En offrant à l’insecte un nectar savoureux,
Elle sait lui transmettre, avant qu’il ne reparte,
La science du terrain, plus sûre qu’une carte,
Et peut faire confiance à ce bel amoureux.
En sa grande sagesse, ainsi, la fleur demeure
Pour que la poésie du bois jamais ne meure,
Ou du moins, pas avant la mortelle saison.
D’averse et de soleil elle tire sa force,
L’arbre, pour elle, est bon, malgré sa rude écorce ;
Puissions-nous vivre aussi de telles floraisons !
Apothicaire alchimiste
L’alchimiste a lentement préparé,
En montrant même un peu de gourmandise,
Une potion qui sent la vieille église,
Ou d’un sous-bois le parfum éthéré.
C’est la potion dont lui-même se grise
Et dont il peut aussi se restaurer ;
Elle est formée d’insectes mordorés,
De chocolat, de lait, de fleurs exquises.
Poudre écrasée au creux d’un mortier lourd,
Jus fermenté au secret d’une alcôve,
Une senteur de fruit, sauvage et fauve,
Sur l’estomac, ce philtre est un velours,
Tout imprégné d’une sagesse pure,
Mais son effet pas bien longtemps ne dure.
Grand basilic d’or
Le grand basilic d’or aime les mois d’été,
La lumière est pour lui un bienfaisant liquide ;
Il s’étale au soleil, son esprit fait le vide,
La nature et son âme ont la même clarté.
C’est un savant reptile, amateur de beauté,
Savourant la couleur des raisins translucides
Ou le subtil éclat d’un lac aux eaux limpides ;
Mais il aime surtout flâner en liberté.
Puis l’automne s’en vient, les pommes arrondies,
Merveilleux ornement des prés de Normandie,
Autrefois célébrées par Guy de Maupassant.
Les vapeurs du calva chatouillent ses narines,
Faisant vibrer son coeur plus vite en sa poitrine ;
Mais il n’en prend pas trop, cet alcool est puissant.
Nef précaire
Je sais que l’Atlantique est indulgent pour moi,
Car de ma nef précaire est chaque vague éprise ;
Autre que lac paisible, autre que mer exquise,
Camarade océan, je me remets à toi.
Je sais que tu agis selon de justes lois,
Des modestes pêcheurs tolérant l’entreprise :
Quand tu es parcouru d’une charmante brise,
Je n’hésite jamais à t’accorder ma foi.
Si ton âme est parfois en autre humeur encline,
Je laisse aller la nef, ma volonté s’incline,
Je peux bien dériver tout au long des courants ;
Nous savons que la mer a des métamorphoses,
Que la voie du marin n’est pas jonchée de roses,
Mais c’est ainsi qu’il vit, c’est ainsi qu’il est grand.
Drac de sable
Le drac de sable est fort, son coeur est plein de vie ;
Donne-lui de l’ouvrage, il le fait sans effort,
Offre-lui les périls, il ne craint pas la mort,
Et sa soif de plaisir n’est jamais assouvie.

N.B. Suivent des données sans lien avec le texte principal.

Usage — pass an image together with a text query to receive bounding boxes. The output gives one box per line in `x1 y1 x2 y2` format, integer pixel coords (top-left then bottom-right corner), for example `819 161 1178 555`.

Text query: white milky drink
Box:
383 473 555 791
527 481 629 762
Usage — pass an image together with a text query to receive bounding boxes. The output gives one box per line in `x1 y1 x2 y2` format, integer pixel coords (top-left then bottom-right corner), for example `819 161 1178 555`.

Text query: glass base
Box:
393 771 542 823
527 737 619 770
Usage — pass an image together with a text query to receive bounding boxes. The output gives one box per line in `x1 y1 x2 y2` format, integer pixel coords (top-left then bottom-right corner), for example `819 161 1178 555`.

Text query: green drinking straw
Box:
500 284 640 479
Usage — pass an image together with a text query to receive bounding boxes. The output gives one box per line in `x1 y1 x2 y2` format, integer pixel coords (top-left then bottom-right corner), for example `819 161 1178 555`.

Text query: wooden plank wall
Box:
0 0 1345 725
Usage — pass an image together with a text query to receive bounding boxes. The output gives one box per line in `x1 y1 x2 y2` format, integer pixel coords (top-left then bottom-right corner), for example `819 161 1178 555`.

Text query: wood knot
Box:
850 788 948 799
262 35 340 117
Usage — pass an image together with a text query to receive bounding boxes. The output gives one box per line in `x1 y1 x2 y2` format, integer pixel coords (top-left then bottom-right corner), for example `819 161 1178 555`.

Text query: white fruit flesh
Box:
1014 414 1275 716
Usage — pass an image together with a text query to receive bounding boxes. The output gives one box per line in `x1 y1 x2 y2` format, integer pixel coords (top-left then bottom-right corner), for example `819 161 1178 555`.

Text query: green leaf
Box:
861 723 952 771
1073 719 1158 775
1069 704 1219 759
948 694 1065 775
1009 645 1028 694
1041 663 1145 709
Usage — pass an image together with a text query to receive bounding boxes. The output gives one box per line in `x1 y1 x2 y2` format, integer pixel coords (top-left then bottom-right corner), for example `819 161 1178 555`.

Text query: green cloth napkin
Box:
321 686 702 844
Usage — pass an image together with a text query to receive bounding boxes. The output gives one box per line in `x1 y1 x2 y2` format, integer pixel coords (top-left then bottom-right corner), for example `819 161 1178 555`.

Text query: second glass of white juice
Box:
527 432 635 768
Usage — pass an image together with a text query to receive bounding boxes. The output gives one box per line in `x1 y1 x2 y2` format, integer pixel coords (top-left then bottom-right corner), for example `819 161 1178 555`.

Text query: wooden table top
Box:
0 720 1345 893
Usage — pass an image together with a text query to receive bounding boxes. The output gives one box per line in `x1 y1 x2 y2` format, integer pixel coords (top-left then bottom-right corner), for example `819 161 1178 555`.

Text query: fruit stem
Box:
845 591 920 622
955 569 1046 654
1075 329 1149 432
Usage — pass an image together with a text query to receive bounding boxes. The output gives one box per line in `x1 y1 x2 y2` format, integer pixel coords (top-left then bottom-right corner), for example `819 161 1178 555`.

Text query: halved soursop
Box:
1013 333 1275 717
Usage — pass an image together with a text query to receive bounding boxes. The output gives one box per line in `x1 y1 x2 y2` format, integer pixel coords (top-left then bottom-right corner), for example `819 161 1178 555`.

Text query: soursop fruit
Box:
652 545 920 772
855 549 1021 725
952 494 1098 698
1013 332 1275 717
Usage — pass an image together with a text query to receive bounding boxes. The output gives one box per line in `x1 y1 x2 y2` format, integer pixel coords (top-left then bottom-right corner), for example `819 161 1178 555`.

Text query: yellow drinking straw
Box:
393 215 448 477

Par la beauté des cieux, sa grande âme est ravie,
Ou par celle des flots qui enchantent le port ;
Sur ses ailes de monstre, il prend un bel essor
Et s’éloigne en un vol qui jamais ne dévie.
Son plumage est absent, ça ne lui manque point,
Les oiseaux sont servis mieux que lui sur ce point,
Mais il aime les voir, eux qui sont ses semblables.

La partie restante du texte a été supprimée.